Eddie flopped beside Ben and lay in the clover that flourished across the overgrown lawn.
“Nicely played. And yet—”
“And yet?”
“I’m thinking pick-up hoops isn’t part of the chopped-off-baby-finger protocol. How’s your hand?”
“It itches.”
“Sorry, man. Stitches are the worst.”
“Not the stitches. My finger itches.”
“Can you stick a chopstick down past the bandages, you know, to scratch it?”
“No, knucklehead. It’s the missing half of my finger. It’s called phantom limb syndrome. You feel a part of your body that’s missing because the nerves are still firing. It’s your body fooling itself into thinking it’s still there, and you can fix it.”
Ben blinked into the sun. “I dunno. Maybe if you scratch it, it’ll go away.”
“That’d be a waste of time.” Eddie sat up on his elbow. He plucked a piece of clover and chewed on its stem, considering the darkening edges of his bandage. “Can’t fix something that isn’t there anymore. Besides, it bleeds whenever I try to do anything.”
“I’m really sorry. About your finger. And Connie. Connie, too. I’m really sorry about all of it.”
Eddie spit the clover to the side and gave Ben a shove. He had an endorphin flush to his face and verged on smiling. “I know you are, man. You’re one of the good ones.”
Ben bit his lip. A sound came from inside the house, aluminum clanking, kitchen noises.
“I wish things had been different between your uncle and my dad.”

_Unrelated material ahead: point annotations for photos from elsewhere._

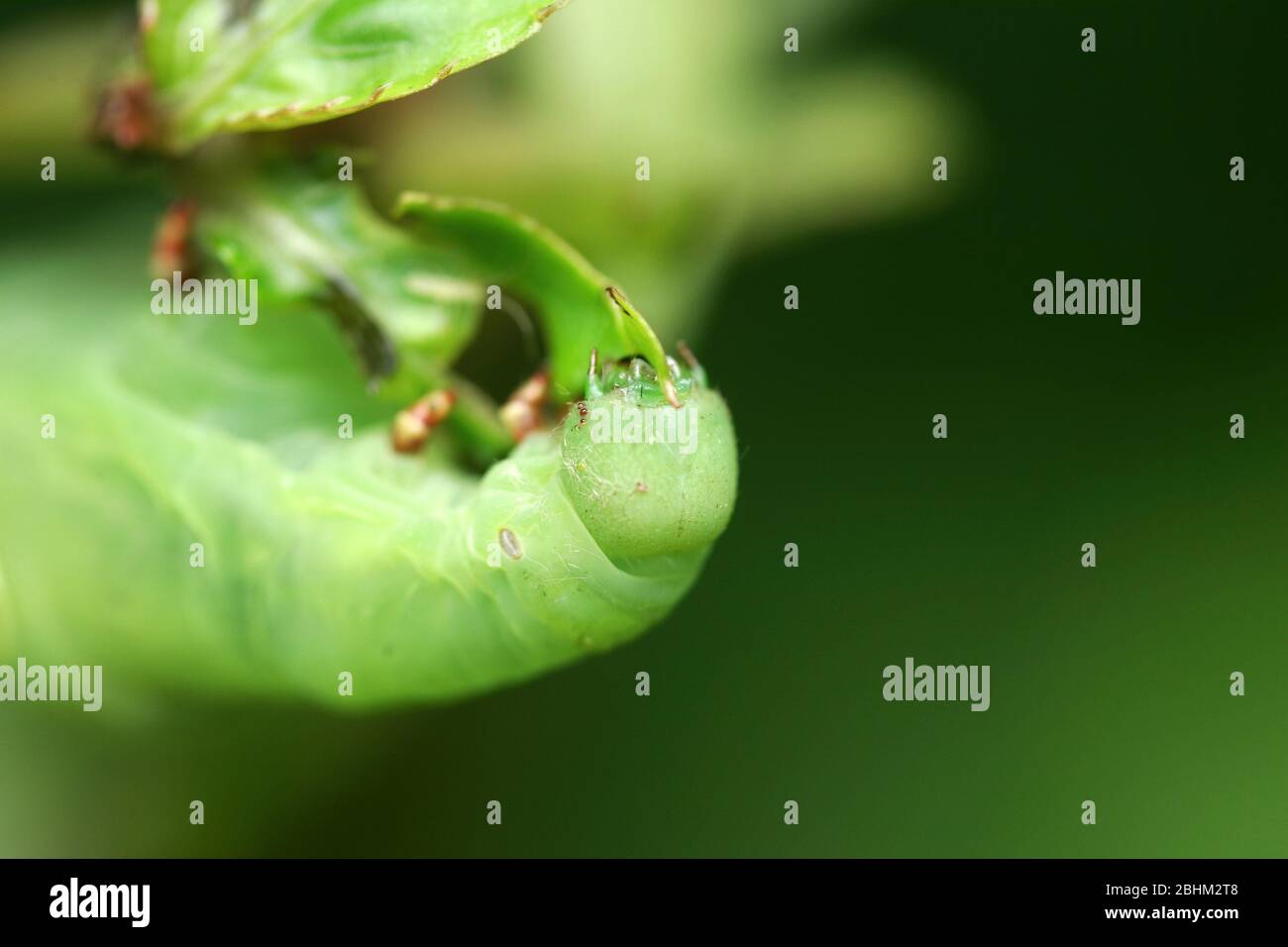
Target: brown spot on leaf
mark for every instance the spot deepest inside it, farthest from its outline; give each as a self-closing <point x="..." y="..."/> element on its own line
<point x="510" y="544"/>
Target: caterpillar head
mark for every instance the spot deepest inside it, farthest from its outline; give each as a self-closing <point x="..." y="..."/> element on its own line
<point x="651" y="466"/>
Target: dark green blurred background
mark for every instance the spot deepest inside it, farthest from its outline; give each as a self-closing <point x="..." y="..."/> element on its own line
<point x="915" y="298"/>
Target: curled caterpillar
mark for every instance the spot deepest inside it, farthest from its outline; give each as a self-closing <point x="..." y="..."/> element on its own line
<point x="197" y="523"/>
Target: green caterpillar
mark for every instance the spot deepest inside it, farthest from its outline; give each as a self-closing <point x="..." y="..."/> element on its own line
<point x="176" y="502"/>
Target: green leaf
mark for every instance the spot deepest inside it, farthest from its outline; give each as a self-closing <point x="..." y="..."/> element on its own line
<point x="578" y="305"/>
<point x="279" y="63"/>
<point x="400" y="302"/>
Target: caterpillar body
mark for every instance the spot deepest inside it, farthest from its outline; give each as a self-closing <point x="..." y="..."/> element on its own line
<point x="329" y="567"/>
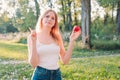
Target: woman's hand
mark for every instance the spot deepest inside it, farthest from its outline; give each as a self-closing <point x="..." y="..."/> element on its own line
<point x="33" y="35"/>
<point x="75" y="34"/>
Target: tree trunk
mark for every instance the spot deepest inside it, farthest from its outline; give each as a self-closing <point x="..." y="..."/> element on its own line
<point x="118" y="18"/>
<point x="86" y="22"/>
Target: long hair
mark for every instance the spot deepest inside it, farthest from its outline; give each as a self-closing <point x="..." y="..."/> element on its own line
<point x="55" y="33"/>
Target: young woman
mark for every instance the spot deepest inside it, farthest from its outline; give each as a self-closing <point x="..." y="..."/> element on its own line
<point x="45" y="46"/>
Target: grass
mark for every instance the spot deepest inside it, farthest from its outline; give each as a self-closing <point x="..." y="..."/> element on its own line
<point x="84" y="65"/>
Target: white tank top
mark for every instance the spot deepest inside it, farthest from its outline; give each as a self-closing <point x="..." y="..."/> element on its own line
<point x="48" y="55"/>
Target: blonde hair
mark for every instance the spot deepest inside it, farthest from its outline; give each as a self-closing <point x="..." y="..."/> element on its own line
<point x="54" y="30"/>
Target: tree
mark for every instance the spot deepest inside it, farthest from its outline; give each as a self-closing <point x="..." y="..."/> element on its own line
<point x="37" y="9"/>
<point x="86" y="22"/>
<point x="111" y="4"/>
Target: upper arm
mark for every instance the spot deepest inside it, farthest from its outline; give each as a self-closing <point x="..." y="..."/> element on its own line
<point x="62" y="52"/>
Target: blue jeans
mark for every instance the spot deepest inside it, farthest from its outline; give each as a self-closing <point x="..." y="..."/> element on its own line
<point x="45" y="74"/>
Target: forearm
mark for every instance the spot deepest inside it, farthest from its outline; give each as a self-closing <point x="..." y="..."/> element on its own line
<point x="68" y="54"/>
<point x="33" y="58"/>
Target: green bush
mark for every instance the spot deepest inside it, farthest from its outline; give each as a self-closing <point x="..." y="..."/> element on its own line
<point x="23" y="40"/>
<point x="106" y="44"/>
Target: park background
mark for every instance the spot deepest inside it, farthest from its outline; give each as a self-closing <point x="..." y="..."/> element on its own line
<point x="96" y="55"/>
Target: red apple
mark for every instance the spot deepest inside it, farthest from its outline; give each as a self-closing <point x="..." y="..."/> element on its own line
<point x="76" y="28"/>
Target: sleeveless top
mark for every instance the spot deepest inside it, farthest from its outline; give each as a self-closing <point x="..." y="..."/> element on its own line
<point x="48" y="55"/>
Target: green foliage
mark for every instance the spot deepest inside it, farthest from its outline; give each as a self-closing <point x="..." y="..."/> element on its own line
<point x="83" y="66"/>
<point x="106" y="44"/>
<point x="23" y="40"/>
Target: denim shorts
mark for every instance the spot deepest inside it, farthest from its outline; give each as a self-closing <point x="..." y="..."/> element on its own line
<point x="41" y="73"/>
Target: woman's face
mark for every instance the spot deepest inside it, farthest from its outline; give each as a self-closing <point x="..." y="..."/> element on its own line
<point x="49" y="20"/>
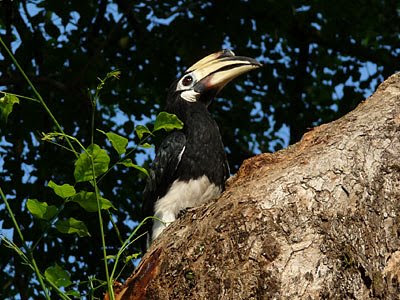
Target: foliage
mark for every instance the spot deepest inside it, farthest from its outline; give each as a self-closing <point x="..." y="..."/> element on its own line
<point x="320" y="58"/>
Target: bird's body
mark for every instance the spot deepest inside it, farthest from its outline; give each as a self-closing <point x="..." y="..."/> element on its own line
<point x="190" y="167"/>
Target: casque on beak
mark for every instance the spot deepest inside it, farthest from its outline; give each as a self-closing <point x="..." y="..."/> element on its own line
<point x="214" y="71"/>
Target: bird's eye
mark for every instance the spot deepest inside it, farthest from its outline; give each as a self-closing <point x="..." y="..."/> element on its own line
<point x="187" y="80"/>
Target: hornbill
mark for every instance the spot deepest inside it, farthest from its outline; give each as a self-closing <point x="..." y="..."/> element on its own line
<point x="190" y="166"/>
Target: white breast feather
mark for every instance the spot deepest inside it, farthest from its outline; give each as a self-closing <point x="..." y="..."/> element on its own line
<point x="182" y="195"/>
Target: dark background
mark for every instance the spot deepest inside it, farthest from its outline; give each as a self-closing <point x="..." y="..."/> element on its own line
<point x="321" y="58"/>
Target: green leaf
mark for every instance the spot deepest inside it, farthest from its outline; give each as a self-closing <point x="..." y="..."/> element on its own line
<point x="64" y="191"/>
<point x="41" y="210"/>
<point x="58" y="276"/>
<point x="141" y="130"/>
<point x="83" y="166"/>
<point x="146" y="145"/>
<point x="118" y="142"/>
<point x="128" y="163"/>
<point x="167" y="121"/>
<point x="73" y="293"/>
<point x="6" y="106"/>
<point x="87" y="200"/>
<point x="133" y="256"/>
<point x="71" y="226"/>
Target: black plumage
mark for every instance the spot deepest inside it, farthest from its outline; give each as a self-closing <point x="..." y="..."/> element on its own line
<point x="190" y="165"/>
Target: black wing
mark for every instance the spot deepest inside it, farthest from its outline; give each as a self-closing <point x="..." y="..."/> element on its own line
<point x="162" y="172"/>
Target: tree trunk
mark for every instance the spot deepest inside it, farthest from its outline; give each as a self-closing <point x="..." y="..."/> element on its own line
<point x="319" y="220"/>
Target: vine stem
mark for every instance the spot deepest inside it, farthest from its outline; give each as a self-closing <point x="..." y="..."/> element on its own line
<point x="27" y="249"/>
<point x="39" y="97"/>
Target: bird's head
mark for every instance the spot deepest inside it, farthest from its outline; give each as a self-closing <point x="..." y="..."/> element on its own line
<point x="206" y="78"/>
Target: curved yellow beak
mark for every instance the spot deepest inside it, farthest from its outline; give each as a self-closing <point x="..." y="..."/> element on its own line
<point x="216" y="70"/>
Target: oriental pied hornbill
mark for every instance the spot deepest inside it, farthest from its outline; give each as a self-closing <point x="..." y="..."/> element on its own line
<point x="190" y="166"/>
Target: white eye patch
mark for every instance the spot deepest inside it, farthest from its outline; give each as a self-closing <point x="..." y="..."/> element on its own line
<point x="190" y="95"/>
<point x="187" y="82"/>
<point x="186" y="86"/>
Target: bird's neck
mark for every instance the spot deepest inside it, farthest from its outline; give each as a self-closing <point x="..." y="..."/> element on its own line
<point x="186" y="110"/>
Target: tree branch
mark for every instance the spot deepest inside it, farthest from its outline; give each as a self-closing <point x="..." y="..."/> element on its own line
<point x="317" y="220"/>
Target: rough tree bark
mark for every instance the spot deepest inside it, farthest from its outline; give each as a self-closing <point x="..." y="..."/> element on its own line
<point x="319" y="220"/>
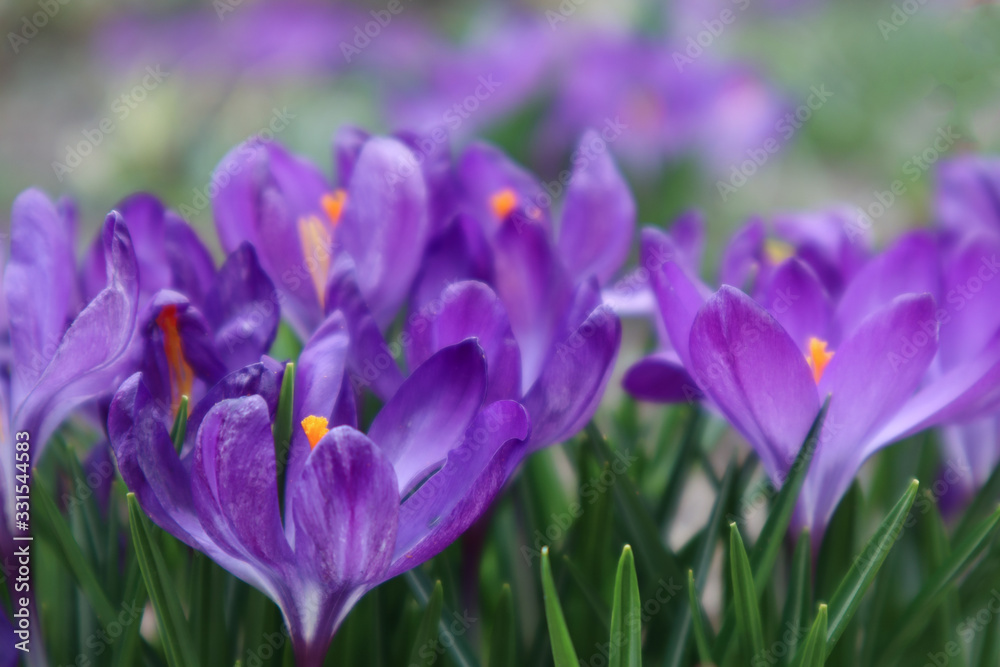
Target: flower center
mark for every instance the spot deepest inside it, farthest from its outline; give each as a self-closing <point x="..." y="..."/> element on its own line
<point x="181" y="375"/>
<point x="778" y="251"/>
<point x="315" y="428"/>
<point x="818" y="357"/>
<point x="316" y="237"/>
<point x="503" y="203"/>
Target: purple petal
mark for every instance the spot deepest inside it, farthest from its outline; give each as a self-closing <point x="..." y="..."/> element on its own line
<point x="459" y="252"/>
<point x="567" y="393"/>
<point x="91" y="357"/>
<point x="437" y="513"/>
<point x="234" y="482"/>
<point x="243" y="309"/>
<point x="484" y="172"/>
<point x="598" y="218"/>
<point x="371" y="363"/>
<point x="535" y="291"/>
<point x="970" y="318"/>
<point x="385" y="226"/>
<point x="826" y="241"/>
<point x="38" y="287"/>
<point x="197" y="345"/>
<point x="678" y="295"/>
<point x="430" y="412"/>
<point x="254" y="380"/>
<point x="909" y="266"/>
<point x="741" y="258"/>
<point x="967" y="195"/>
<point x="869" y="378"/>
<point x="346" y="511"/>
<point x="191" y="265"/>
<point x="756" y="374"/>
<point x="263" y="193"/>
<point x="319" y="381"/>
<point x="466" y="310"/>
<point x="968" y="391"/>
<point x="661" y="378"/>
<point x="688" y="232"/>
<point x="798" y="301"/>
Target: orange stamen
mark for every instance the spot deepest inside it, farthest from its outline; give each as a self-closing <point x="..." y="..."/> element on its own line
<point x="333" y="205"/>
<point x="818" y="357"/>
<point x="181" y="375"/>
<point x="778" y="251"/>
<point x="315" y="428"/>
<point x="503" y="203"/>
<point x="317" y="249"/>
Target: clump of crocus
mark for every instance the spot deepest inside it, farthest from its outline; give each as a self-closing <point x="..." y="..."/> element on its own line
<point x="316" y="517"/>
<point x="767" y="364"/>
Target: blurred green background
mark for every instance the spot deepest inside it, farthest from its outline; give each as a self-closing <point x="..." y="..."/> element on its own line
<point x="893" y="89"/>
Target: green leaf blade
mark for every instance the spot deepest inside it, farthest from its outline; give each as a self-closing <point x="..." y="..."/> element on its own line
<point x="745" y="596"/>
<point x="563" y="653"/>
<point x="626" y="615"/>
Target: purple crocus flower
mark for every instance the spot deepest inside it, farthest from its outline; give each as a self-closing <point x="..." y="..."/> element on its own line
<point x="358" y="508"/>
<point x="60" y="357"/>
<point x="962" y="386"/>
<point x="500" y="273"/>
<point x="766" y="365"/>
<point x="298" y="224"/>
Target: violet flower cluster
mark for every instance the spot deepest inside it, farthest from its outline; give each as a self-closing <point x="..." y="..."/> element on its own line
<point x="474" y="306"/>
<point x="900" y="340"/>
<point x="439" y="288"/>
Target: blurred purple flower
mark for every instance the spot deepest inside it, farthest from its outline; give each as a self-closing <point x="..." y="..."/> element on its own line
<point x="766" y="362"/>
<point x="299" y="225"/>
<point x="358" y="509"/>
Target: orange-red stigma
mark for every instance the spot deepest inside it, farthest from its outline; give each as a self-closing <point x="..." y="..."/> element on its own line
<point x="181" y="375"/>
<point x="315" y="428"/>
<point x="503" y="202"/>
<point x="333" y="205"/>
<point x="818" y="357"/>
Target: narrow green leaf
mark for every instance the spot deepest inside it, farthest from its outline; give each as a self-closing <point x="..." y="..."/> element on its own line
<point x="799" y="598"/>
<point x="283" y="429"/>
<point x="179" y="430"/>
<point x="939" y="584"/>
<point x="626" y="615"/>
<point x="765" y="550"/>
<point x="981" y="505"/>
<point x="456" y="644"/>
<point x="677" y="644"/>
<point x="700" y="634"/>
<point x="670" y="497"/>
<point x="563" y="652"/>
<point x="849" y="594"/>
<point x="745" y="596"/>
<point x="598" y="606"/>
<point x="813" y="653"/>
<point x="162" y="591"/>
<point x="427" y="630"/>
<point x="639" y="524"/>
<point x="503" y="644"/>
<point x="69" y="551"/>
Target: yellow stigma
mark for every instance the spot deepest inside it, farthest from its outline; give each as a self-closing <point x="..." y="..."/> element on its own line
<point x="317" y="250"/>
<point x="818" y="357"/>
<point x="181" y="375"/>
<point x="315" y="428"/>
<point x="333" y="205"/>
<point x="503" y="203"/>
<point x="777" y="251"/>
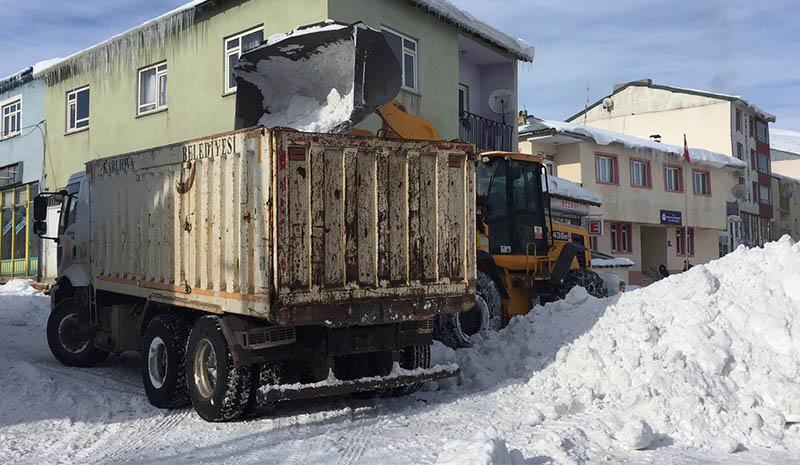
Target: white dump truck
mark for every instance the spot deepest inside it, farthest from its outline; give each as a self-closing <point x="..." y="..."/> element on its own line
<point x="261" y="265"/>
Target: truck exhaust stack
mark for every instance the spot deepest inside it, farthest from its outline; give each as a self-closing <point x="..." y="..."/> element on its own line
<point x="323" y="78"/>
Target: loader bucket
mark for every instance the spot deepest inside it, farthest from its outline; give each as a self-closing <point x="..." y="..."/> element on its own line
<point x="319" y="78"/>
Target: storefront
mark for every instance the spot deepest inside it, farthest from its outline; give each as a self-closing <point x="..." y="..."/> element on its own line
<point x="19" y="247"/>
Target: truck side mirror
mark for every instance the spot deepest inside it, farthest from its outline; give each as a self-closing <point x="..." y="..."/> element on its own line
<point x="39" y="209"/>
<point x="39" y="228"/>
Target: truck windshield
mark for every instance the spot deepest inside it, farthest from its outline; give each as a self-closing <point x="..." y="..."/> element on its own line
<point x="69" y="209"/>
<point x="510" y="200"/>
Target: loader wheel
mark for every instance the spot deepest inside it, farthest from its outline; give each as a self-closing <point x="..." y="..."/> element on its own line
<point x="70" y="343"/>
<point x="412" y="358"/>
<point x="587" y="279"/>
<point x="164" y="361"/>
<point x="218" y="389"/>
<point x="456" y="329"/>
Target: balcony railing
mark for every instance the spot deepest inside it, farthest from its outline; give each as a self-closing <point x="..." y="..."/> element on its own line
<point x="485" y="133"/>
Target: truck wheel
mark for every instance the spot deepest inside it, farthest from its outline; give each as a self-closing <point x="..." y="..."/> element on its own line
<point x="587" y="279"/>
<point x="219" y="390"/>
<point x="456" y="329"/>
<point x="71" y="344"/>
<point x="412" y="358"/>
<point x="164" y="361"/>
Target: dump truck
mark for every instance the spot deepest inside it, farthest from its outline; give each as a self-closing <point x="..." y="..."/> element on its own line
<point x="267" y="264"/>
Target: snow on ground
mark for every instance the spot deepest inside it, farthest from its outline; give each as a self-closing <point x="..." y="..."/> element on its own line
<point x="700" y="367"/>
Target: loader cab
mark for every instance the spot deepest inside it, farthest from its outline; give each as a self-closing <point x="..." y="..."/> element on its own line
<point x="512" y="204"/>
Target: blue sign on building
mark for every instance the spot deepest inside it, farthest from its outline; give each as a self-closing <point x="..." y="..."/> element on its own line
<point x="671" y="218"/>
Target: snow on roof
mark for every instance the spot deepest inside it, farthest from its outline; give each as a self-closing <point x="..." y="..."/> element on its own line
<point x="449" y="12"/>
<point x="125" y="45"/>
<point x="604" y="137"/>
<point x="758" y="111"/>
<point x="784" y="140"/>
<point x="561" y="187"/>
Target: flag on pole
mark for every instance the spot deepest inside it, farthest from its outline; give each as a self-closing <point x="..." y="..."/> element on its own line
<point x="686" y="150"/>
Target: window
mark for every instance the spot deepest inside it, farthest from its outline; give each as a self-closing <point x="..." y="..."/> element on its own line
<point x="765" y="195"/>
<point x="763" y="163"/>
<point x="640" y="173"/>
<point x="621" y="238"/>
<point x="684" y="241"/>
<point x="673" y="178"/>
<point x="152" y="88"/>
<point x="762" y="132"/>
<point x="702" y="186"/>
<point x="78" y="109"/>
<point x="12" y="118"/>
<point x="405" y="50"/>
<point x="606" y="168"/>
<point x="463" y="100"/>
<point x="234" y="47"/>
<point x="11" y="174"/>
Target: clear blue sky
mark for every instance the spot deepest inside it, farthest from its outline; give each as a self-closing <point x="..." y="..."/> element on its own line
<point x="746" y="48"/>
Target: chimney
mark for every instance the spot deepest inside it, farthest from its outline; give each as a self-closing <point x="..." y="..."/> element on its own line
<point x="647" y="82"/>
<point x="522" y="118"/>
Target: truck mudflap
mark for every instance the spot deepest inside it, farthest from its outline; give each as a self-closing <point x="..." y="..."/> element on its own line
<point x="332" y="386"/>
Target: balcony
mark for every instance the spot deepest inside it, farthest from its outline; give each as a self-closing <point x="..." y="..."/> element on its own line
<point x="487" y="134"/>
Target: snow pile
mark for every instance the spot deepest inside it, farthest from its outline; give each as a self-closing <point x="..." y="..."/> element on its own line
<point x="708" y="358"/>
<point x="563" y="188"/>
<point x="604" y="137"/>
<point x="481" y="449"/>
<point x="785" y="141"/>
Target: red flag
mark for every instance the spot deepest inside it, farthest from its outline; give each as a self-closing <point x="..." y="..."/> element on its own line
<point x="686" y="150"/>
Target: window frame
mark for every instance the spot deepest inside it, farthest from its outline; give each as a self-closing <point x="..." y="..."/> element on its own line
<point x="75" y="92"/>
<point x="615" y="161"/>
<point x="413" y="53"/>
<point x="15" y="100"/>
<point x="159" y="106"/>
<point x="707" y="182"/>
<point x="621" y="236"/>
<point x="680" y="178"/>
<point x="648" y="175"/>
<point x="226" y="53"/>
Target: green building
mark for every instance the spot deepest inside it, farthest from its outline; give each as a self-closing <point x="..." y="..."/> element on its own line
<point x="168" y="80"/>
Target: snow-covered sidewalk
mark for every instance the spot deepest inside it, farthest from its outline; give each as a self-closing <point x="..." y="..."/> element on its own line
<point x="701" y="367"/>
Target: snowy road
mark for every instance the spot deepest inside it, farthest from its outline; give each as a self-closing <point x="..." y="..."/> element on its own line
<point x="513" y="412"/>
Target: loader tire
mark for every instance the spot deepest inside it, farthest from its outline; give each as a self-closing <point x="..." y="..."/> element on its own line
<point x="412" y="358"/>
<point x="164" y="361"/>
<point x="218" y="389"/>
<point x="587" y="279"/>
<point x="456" y="330"/>
<point x="70" y="344"/>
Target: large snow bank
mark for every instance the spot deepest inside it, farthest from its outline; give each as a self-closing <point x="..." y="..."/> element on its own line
<point x="708" y="358"/>
<point x="784" y="140"/>
<point x="605" y="137"/>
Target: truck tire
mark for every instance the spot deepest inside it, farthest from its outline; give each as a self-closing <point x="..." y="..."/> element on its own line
<point x="65" y="339"/>
<point x="587" y="279"/>
<point x="218" y="389"/>
<point x="412" y="358"/>
<point x="456" y="329"/>
<point x="164" y="361"/>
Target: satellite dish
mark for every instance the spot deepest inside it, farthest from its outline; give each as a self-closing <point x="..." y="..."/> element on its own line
<point x="739" y="191"/>
<point x="501" y="102"/>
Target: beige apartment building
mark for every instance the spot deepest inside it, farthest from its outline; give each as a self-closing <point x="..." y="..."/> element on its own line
<point x="724" y="124"/>
<point x="656" y="208"/>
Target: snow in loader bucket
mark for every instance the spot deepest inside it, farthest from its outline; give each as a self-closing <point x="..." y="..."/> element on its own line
<point x="399" y="377"/>
<point x="324" y="78"/>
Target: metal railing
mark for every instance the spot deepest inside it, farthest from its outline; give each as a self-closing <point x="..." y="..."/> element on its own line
<point x="485" y="133"/>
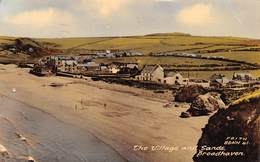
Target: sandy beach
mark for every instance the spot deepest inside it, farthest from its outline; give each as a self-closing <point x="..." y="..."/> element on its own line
<point x="99" y="121"/>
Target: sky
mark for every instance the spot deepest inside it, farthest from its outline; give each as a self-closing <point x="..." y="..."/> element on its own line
<point x="95" y="18"/>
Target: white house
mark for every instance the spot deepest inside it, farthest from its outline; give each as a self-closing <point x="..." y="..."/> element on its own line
<point x="152" y="73"/>
<point x="175" y="78"/>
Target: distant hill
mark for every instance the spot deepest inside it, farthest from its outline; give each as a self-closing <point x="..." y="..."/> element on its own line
<point x="242" y="49"/>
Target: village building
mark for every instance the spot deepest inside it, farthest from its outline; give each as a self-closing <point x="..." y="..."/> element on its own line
<point x="92" y="66"/>
<point x="114" y="69"/>
<point x="152" y="73"/>
<point x="218" y="80"/>
<point x="245" y="77"/>
<point x="68" y="66"/>
<point x="175" y="78"/>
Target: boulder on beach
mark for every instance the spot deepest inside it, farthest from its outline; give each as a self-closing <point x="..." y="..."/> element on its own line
<point x="235" y="131"/>
<point x="206" y="104"/>
<point x="189" y="93"/>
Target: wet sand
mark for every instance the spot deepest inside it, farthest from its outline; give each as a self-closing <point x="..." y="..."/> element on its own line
<point x="118" y="118"/>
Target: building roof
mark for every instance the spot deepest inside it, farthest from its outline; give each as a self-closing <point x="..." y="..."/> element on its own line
<point x="173" y="73"/>
<point x="70" y="62"/>
<point x="92" y="64"/>
<point x="242" y="74"/>
<point x="150" y="68"/>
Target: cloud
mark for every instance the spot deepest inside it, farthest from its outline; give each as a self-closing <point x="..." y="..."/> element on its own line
<point x="39" y="18"/>
<point x="196" y="15"/>
<point x="105" y="7"/>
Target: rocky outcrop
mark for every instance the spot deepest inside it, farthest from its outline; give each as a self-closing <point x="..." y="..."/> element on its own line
<point x="189" y="93"/>
<point x="231" y="134"/>
<point x="206" y="104"/>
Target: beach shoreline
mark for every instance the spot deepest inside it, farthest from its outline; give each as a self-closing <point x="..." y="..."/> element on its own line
<point x="122" y="117"/>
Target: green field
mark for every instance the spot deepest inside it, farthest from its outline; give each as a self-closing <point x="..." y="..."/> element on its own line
<point x="234" y="48"/>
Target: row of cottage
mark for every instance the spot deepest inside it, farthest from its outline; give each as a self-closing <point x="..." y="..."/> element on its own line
<point x="150" y="73"/>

“Nah. What you don’t get is that my uncle didn’t want those girls getting any extra attention, for anything, period. Can’t say I blame him. You saw the way the guys in the hood treated them, slobbered over them. Uncle Frank couldn’t stand it. It was getting outta control.”
“True that.”
Eddie fell backward and rested his claw over his eyes. “I’m probably the only guy in Bismuth who didn’t wax the dolphin for the first time thinking about them.”
“Ed…”
“Louis acting like an after-hours door-to-door salesman? Piggy breaking his toes?”
Ben laughed. “All right. You got me.”
Eddie peered at Ben from underneath his hand. “So tell me something, Benny. If they were your girls, would you give people more reasons to be talking about them?”
Ben felt the note in his pocket. He shimmied slightly on the grass. “I guess not.”
“So I think we put talk of them to rest. Starting now.” He sat up and stood slowly, suddenly aged, and wandered, slope-shouldered, back into the house.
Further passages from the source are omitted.